この想い 伝えるべきか?マレウス・ドラコニア。いずれは夜を統べる王となることが約束されているが、今はまだ一学生。悩みといえば、誰からもパーティに招待されないことぐらいだったのだが。
どうやら恋をしたらしい。
相手はおんぼろ寮に住む“監督生”。面白い存在、ぐらいの感情だったはずだ。しかし夜の散歩でたわいもない会話をする度、その感情は「お気に入り」と名前を変え、ついには恋慕にまで発展してしまったらしい。
しかし彼女は人間である。種族が違うもの同士、ましてや妖精と人間などまず結ばれることは無い。はずなのだが、1度自覚した思いというものはそう簡単に消せるものでは無かった。

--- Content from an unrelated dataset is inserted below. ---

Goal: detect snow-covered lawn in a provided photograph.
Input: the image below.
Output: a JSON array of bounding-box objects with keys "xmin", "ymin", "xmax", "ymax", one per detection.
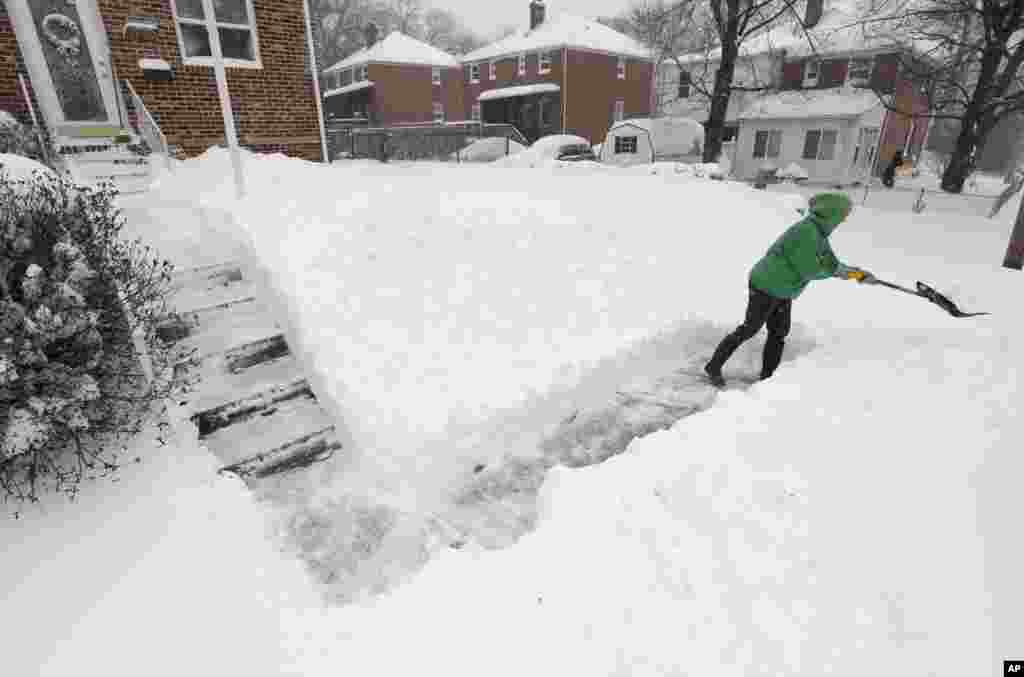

この感情を伝えてみたい。自分の感情をありのまま伝えれば、きっと受け入れてくれるだろう。だが、もし振られるようなことがあればどうだろう。きっと今のようにはいられない。「ツノ太郎」と呼ばれることもなくなり、友達ですらいられないかもしれない。
それは、何としてでも避けたかった。
そんな折、廊下で監督生がキングスカラーと楽しげに談笑しているところを見た。こちらの目線に気づいたのか、キングスカラーはこちらを挑発するように監督生と距離を詰める。